Example: Task 1 Grader Logic

def task_1_basic_ram_reduction_grader(observation):
    # RAM reduction from baseline 80% to target < 70%
    ram_score = (100 - observation.ram_usage) / (100 - 70)  # 0=bad, 1=good
    
    # Energy reduction from baseline 8.0 to target < 7.5
    energy_score = (10 - observation.energy_consumption) / (10 - 7.5)
    
    # Step efficiency (bonus for using few steps)
    if observation.steps_taken <= 10:
        efficiency = 1.0
    else:
        efficiency = max(0, 1.0 - (steps - 10) * 0.08)
    
    # Combine with weights
    composite = (ram_score × 0.4) + (energy_score × 0.4) + (efficiency × 0.2)
    
    # Clamp to valid range and return
    return max(0.001, min(0.999, composite))

Commands Reference

# View available graders
python -c "from he_demo import TASK_GRADERS; print(list(TASK_GRADERS.keys()))"

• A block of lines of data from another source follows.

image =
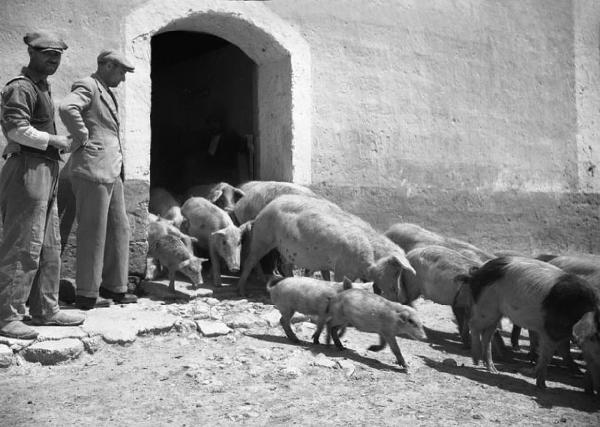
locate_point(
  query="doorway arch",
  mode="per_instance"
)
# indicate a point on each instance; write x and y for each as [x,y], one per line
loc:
[283,81]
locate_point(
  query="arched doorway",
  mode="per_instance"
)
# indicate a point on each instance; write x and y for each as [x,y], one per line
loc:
[203,116]
[282,103]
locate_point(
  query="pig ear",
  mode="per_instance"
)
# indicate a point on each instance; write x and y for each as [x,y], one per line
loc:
[183,264]
[215,196]
[246,227]
[238,194]
[585,328]
[403,317]
[404,263]
[463,297]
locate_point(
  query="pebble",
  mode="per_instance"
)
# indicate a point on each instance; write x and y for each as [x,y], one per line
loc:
[322,360]
[450,362]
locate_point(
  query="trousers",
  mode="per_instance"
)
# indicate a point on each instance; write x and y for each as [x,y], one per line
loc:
[30,241]
[102,257]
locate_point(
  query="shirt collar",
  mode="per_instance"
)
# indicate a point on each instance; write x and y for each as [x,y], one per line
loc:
[37,78]
[97,77]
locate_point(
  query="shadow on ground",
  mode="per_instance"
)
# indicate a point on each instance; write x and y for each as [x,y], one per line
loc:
[549,398]
[330,351]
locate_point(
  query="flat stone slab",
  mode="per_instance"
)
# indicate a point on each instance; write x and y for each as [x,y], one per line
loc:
[14,343]
[212,328]
[122,324]
[7,356]
[243,320]
[48,333]
[183,290]
[53,352]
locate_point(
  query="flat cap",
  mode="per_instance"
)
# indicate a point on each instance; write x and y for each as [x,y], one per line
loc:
[45,40]
[114,56]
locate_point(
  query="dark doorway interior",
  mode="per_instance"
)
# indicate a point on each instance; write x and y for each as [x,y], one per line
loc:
[203,111]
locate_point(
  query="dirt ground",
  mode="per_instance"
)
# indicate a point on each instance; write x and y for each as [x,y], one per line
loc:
[257,377]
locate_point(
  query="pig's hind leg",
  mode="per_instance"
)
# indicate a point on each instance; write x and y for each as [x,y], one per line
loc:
[285,321]
[380,346]
[396,350]
[335,337]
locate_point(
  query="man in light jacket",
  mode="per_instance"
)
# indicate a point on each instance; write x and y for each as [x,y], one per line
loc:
[90,114]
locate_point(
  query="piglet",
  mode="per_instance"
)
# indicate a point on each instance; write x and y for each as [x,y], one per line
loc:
[305,295]
[172,253]
[369,312]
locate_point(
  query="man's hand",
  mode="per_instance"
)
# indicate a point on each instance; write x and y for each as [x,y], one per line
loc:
[63,143]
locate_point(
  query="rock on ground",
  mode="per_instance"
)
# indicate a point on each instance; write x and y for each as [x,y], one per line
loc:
[53,352]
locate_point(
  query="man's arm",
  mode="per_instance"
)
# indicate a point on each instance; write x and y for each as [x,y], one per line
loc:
[18,100]
[71,109]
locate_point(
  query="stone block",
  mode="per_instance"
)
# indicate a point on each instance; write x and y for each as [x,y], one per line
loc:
[183,290]
[53,333]
[7,357]
[53,352]
[211,328]
[243,320]
[15,344]
[122,324]
[272,317]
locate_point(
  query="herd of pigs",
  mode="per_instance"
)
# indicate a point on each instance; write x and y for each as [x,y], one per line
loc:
[267,226]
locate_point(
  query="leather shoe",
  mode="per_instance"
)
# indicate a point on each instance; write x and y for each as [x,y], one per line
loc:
[60,318]
[87,303]
[118,297]
[19,330]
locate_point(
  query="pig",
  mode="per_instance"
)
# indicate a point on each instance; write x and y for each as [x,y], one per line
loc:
[222,194]
[157,228]
[409,236]
[533,294]
[439,277]
[215,234]
[172,254]
[305,295]
[585,265]
[316,234]
[259,194]
[165,205]
[369,312]
[587,335]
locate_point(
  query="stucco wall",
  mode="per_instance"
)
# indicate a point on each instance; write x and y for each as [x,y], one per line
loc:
[474,118]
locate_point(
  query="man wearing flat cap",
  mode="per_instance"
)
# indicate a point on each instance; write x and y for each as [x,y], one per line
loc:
[91,114]
[30,245]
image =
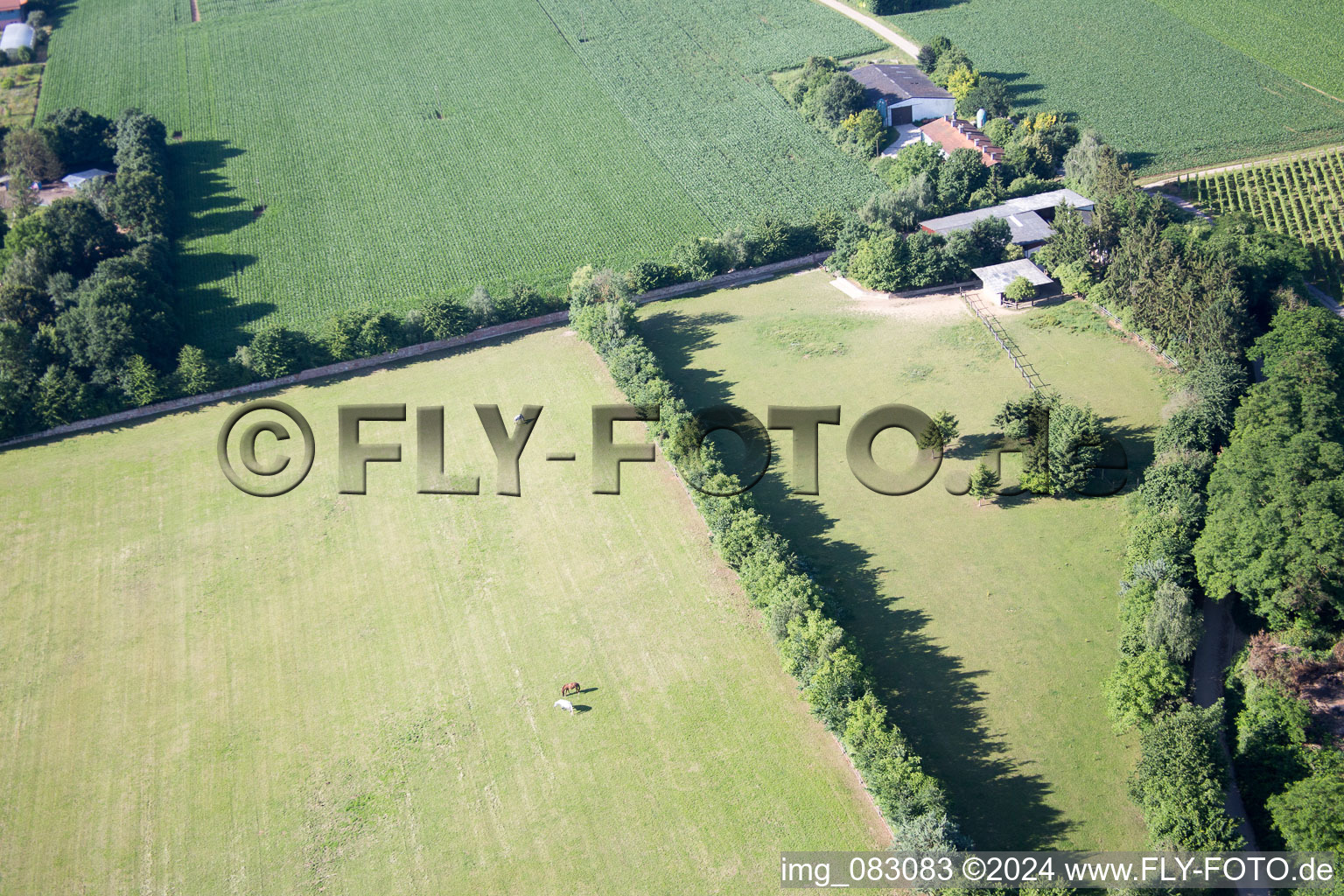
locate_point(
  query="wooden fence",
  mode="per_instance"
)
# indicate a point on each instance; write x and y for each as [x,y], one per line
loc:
[1136,336]
[1019,360]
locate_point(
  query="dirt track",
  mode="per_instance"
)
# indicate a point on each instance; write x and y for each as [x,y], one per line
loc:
[905,45]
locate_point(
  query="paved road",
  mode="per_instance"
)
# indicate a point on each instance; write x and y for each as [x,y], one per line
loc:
[905,45]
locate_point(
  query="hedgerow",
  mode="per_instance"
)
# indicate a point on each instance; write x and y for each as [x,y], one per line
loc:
[814,648]
[1180,780]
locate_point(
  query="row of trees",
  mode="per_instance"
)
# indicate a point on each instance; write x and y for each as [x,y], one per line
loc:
[812,645]
[828,95]
[1194,289]
[88,308]
[1251,511]
[1271,542]
[1180,778]
[361,332]
[1276,508]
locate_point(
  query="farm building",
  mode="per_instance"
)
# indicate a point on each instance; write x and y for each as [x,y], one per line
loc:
[952,133]
[11,11]
[1028,216]
[903,94]
[17,35]
[80,178]
[995,278]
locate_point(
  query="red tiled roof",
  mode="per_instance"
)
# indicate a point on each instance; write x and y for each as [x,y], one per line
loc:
[962,136]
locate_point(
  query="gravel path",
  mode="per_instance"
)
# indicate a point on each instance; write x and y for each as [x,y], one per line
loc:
[905,45]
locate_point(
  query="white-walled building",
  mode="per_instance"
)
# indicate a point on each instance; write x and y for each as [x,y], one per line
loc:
[903,94]
[17,34]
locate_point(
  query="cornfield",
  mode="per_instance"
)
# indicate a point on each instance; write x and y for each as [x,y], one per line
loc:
[1155,75]
[1303,198]
[341,152]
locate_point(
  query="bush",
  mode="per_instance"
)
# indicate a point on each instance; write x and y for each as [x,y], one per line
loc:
[812,647]
[646,276]
[1180,782]
[273,352]
[445,318]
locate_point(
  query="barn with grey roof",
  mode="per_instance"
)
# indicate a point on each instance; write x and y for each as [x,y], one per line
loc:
[903,94]
[1028,216]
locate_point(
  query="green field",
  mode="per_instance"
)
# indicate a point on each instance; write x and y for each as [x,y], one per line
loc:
[1303,198]
[990,629]
[336,152]
[211,693]
[1175,83]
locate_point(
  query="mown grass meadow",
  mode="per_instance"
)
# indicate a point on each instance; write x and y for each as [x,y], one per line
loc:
[990,629]
[340,152]
[213,693]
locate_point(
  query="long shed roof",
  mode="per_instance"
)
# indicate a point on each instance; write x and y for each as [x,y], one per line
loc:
[897,83]
[1027,226]
[996,277]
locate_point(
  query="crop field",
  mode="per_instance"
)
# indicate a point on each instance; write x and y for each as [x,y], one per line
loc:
[213,693]
[339,152]
[1300,38]
[990,629]
[1173,83]
[1303,198]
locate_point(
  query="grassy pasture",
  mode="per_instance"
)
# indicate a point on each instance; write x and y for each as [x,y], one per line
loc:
[211,693]
[1175,83]
[396,150]
[990,629]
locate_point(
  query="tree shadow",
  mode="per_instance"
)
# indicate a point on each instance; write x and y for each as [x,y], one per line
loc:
[1022,94]
[929,692]
[57,11]
[207,207]
[940,4]
[675,338]
[1138,158]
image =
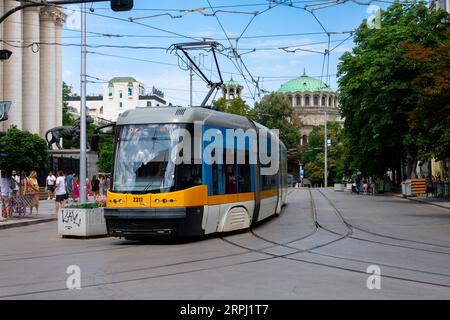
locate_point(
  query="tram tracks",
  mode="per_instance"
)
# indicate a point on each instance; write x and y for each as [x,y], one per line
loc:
[264,256]
[341,237]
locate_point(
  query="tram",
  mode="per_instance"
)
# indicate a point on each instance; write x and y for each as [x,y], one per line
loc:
[159,190]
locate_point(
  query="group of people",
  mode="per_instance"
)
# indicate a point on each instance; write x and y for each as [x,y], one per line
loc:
[19,185]
[68,188]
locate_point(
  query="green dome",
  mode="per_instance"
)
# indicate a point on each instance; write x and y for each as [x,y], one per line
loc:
[232,83]
[304,84]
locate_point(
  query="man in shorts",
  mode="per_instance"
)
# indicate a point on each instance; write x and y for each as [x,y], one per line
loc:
[60,191]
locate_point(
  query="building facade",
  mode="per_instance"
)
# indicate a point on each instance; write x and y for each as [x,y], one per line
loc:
[119,95]
[311,99]
[32,77]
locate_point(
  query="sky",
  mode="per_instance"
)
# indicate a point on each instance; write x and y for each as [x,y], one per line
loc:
[137,43]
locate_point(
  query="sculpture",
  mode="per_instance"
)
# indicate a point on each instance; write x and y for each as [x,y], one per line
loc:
[72,133]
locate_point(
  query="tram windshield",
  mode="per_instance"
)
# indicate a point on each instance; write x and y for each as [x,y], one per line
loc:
[146,160]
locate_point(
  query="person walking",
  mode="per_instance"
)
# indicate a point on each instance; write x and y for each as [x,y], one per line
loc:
[101,185]
[60,191]
[95,184]
[88,193]
[50,185]
[14,183]
[69,184]
[4,188]
[34,192]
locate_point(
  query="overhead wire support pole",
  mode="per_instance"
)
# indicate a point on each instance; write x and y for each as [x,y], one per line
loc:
[83,108]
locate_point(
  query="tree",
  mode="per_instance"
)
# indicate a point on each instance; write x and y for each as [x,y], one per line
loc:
[313,154]
[24,151]
[275,112]
[235,106]
[376,91]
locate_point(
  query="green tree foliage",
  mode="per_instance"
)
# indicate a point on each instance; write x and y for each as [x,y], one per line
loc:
[376,91]
[313,154]
[24,151]
[235,106]
[430,120]
[275,112]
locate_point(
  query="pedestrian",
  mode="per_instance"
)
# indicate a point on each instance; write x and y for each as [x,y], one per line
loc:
[50,185]
[95,183]
[101,185]
[14,183]
[34,192]
[88,193]
[69,184]
[107,184]
[60,191]
[4,185]
[76,188]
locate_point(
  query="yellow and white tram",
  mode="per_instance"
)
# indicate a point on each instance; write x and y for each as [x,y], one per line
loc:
[153,193]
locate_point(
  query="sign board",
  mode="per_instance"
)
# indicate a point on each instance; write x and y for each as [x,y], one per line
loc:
[4,109]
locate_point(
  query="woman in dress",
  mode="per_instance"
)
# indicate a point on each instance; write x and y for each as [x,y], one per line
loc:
[76,189]
[34,192]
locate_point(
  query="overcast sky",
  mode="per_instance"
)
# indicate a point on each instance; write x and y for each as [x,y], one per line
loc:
[168,22]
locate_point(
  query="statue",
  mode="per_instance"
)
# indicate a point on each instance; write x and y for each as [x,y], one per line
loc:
[72,133]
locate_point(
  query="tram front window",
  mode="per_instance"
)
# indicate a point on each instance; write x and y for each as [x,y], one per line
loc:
[146,158]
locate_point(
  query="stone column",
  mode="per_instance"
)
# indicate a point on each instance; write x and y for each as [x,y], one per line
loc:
[47,70]
[30,71]
[12,68]
[58,77]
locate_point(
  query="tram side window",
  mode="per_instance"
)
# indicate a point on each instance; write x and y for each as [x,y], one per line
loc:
[244,175]
[230,178]
[188,175]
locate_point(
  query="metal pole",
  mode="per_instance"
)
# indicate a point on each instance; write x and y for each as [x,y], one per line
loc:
[83,107]
[190,78]
[326,153]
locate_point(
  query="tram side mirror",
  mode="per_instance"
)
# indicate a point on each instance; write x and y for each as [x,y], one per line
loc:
[95,142]
[121,5]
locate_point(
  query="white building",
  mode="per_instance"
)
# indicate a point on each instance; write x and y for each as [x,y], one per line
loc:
[32,77]
[119,95]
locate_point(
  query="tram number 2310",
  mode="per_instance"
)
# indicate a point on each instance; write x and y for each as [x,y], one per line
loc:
[138,199]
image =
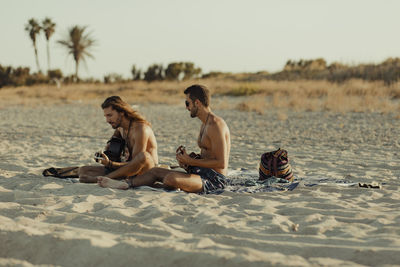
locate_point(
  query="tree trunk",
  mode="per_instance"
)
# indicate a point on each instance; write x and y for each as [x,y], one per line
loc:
[48,57]
[76,70]
[37,58]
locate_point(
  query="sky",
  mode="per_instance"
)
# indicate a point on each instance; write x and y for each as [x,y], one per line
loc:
[216,35]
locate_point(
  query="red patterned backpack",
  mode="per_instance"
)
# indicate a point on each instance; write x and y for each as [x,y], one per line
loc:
[275,163]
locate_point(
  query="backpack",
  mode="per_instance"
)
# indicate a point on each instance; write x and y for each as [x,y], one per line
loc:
[275,163]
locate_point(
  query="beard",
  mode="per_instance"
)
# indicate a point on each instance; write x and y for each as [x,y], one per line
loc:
[193,112]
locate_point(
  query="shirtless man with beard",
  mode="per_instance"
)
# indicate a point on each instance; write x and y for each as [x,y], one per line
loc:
[204,174]
[140,152]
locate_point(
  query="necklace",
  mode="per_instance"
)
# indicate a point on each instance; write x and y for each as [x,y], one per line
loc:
[202,129]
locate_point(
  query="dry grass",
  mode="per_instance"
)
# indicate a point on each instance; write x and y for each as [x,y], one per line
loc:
[354,95]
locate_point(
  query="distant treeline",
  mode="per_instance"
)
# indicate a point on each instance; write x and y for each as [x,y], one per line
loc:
[387,71]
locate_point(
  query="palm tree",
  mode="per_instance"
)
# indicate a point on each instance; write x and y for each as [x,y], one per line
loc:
[48,28]
[33,28]
[78,43]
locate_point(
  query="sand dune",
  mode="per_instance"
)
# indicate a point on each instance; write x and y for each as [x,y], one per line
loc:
[50,221]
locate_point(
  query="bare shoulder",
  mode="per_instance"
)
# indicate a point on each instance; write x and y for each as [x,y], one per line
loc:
[217,123]
[142,128]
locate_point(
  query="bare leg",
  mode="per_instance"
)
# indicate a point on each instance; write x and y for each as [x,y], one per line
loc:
[88,174]
[110,183]
[187,182]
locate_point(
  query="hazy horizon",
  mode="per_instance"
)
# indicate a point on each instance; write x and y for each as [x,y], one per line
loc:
[228,36]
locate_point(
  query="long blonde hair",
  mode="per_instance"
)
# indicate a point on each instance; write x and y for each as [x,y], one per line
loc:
[121,106]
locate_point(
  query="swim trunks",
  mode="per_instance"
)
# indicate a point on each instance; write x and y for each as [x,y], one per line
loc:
[211,179]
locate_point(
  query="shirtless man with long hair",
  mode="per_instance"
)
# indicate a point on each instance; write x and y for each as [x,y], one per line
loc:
[204,174]
[140,153]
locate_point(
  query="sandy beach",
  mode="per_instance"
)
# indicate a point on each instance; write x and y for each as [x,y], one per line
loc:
[55,222]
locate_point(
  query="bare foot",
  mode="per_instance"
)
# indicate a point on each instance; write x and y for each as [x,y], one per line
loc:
[110,183]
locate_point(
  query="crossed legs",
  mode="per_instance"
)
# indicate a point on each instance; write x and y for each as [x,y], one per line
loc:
[140,164]
[187,182]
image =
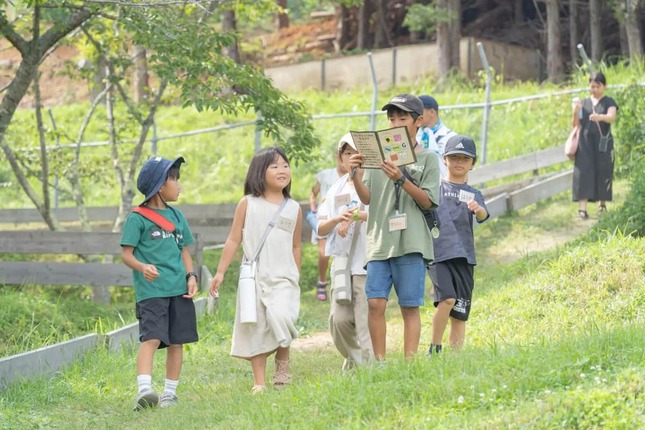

# Run evaluation on specific task
$env:ENERGY_TASK="basic_ram_reduction"
$env:MODEL_NAME="Qwen/Qwen2.5-72B-Instruct"
$env:HF_TOKEN="hf_xxx"
python inference.py

# Check grader metadata
python -c "from he_demo import get_grader_metadata; import json; print(json.dumps(get_grader_metadata(), indent=2))"

# Test environment directly
python test_env_direct.py

# Run HTTP endpoint tests
curl http://localhost:8000/graders
curl http://localhost:8000/validate
curl http://localhost:8000/tasks

Interpreting Results

Good Sign:

✅ Grader score > 0.6
✅ Action validity rate = 100%
✅ Task completed = True
✅ Avg reward increasing over steps
✅ Resource reduction matches task targets

Bad Sign:

❌ Grader score < 0.3
❌ Many invalid actions
❌ Task not completed
❌ Random action patterns
❌ Resources not improving

Summary

The LLM is evaluated on:

Can it parse observations? (Action validity)
Can it make good decisions? (Reward accumulation)
Can it complete tasks? (Task targets met)
How efficiently? (Steps taken, resource optimization)
What's the final score? (Grader evaluation)

An excellent LLM agent should exceed baseline performance and consistently achieve grader scores > 0.75.